Desde el garum romano a la flota de bajura. Desde el espetero al cenachero. A lo largo de 125 páginas el libro 'Pescado fresco y gastronomía de la Costa del Sol' no sólo repasa el estrecho idilio de la comarca con el manjar que se ha convertido en su seña de identidad, el pescaíto, sino que mira hacia un futuro en el que hay que mirar porque los caladeros no se agoten. La Mancomunidad de Municipios acogió ayer la presentación de este trabajo, elaborado por el Aula del Mar y subvencionado por Cajamar, que saca pecho de la calidad de la materia prima del mar malagueño y que homenajea a la gente que vive del sector. «Seguramente cuando comemos pescado pocas veces nos acordamos del trabajo que hay detrás», apuntó el presidente de la administración supramunicipal, Juan Sánchez.

No son pocos. Según explicó Juan Antonio López, representante del Aula del Mar, actualmente hay 600 barcos de pesca artesanal de los que dependen 800 familias. «Lo que pretendemos con el libro es resaltar la calidad de nuestro productos y diferenciarlo de otro que llega del exterior, así como contribuir a la sostenibilidad de los caladeros y a que los consumidores se conciencien de la importancia del pescado en la dieta», señaló. Sobre este último punto se explayó Andrés Manuel Sánchez Cantos. En su doble vertiente de presidente de la Academia Gastronómica de Marbella y de jefe de Digestivo del Hospital Costa del Sol, ensalzó el papel de los pescados azules para mantener a raya el colesterol. «Yo siempre les digo a mis pacientes que lo mejor es la dieta mediterránea», señaló.
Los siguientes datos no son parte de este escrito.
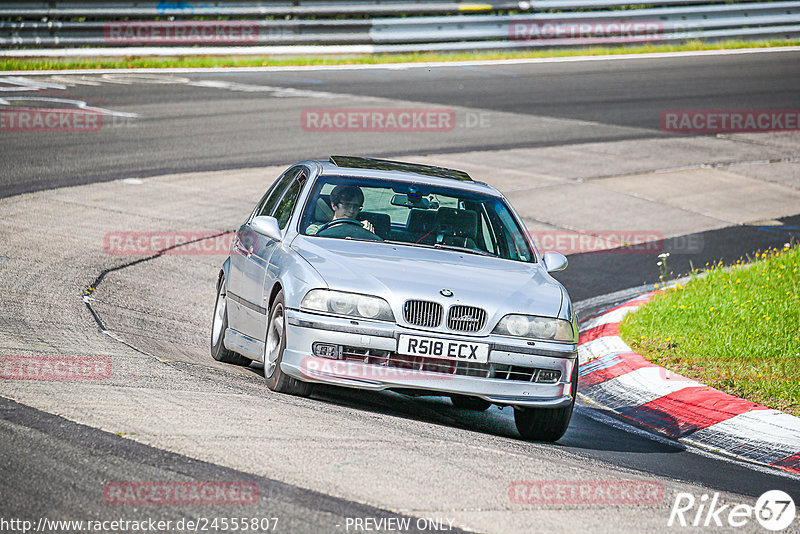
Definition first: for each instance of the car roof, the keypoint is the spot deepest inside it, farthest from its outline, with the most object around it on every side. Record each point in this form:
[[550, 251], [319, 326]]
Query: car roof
[[402, 171]]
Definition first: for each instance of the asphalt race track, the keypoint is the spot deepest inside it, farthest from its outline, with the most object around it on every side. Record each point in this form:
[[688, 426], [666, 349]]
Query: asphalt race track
[[173, 414]]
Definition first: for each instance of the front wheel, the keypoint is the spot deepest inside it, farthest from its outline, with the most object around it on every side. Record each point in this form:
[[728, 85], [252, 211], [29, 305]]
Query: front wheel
[[546, 424], [218, 326], [277, 380]]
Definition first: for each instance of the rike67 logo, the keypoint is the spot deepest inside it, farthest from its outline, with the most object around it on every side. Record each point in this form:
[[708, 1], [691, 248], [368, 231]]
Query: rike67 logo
[[774, 510]]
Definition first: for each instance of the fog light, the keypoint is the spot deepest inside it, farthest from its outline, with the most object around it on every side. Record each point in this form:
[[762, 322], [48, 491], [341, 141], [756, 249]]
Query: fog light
[[326, 350], [549, 376]]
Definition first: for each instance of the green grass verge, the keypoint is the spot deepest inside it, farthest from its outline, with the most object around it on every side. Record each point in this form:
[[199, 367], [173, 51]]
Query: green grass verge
[[271, 61], [737, 330]]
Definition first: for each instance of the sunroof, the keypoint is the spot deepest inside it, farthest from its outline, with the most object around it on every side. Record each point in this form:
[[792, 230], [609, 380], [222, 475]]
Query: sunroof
[[386, 165]]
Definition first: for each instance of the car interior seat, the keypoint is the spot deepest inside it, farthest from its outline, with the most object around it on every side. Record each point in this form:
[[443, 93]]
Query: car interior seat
[[456, 227], [421, 225]]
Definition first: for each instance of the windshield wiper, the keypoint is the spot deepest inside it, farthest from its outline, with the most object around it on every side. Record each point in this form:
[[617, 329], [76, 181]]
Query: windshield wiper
[[443, 247], [464, 249]]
Y dentro de ella, un manjar «que aquí es especial, que no necesita aderezos ni salsas como en otras partes».

El libro, del que se han editado 2.000 ejemplares que se repartirán entre los patrocinadores y en bibliotecas y asociaciones que los demanden, incluye un recetario y no pasa de largo por el riesgo de que los caladeros se esquilmen. Ahí es donde juega un papel fundamental la acuicultura, que suple una mayor demanda de pescado ante la que el mar no da a basto. «Los romanos ya lo hacían cuando ponían redes en las calas para criar», señaló Sánchez Cantos, que emplazó a los consumidores a que se nieguen a consumir pescado de pequeño tamaño «si queremos preservar nuestra gastronomía».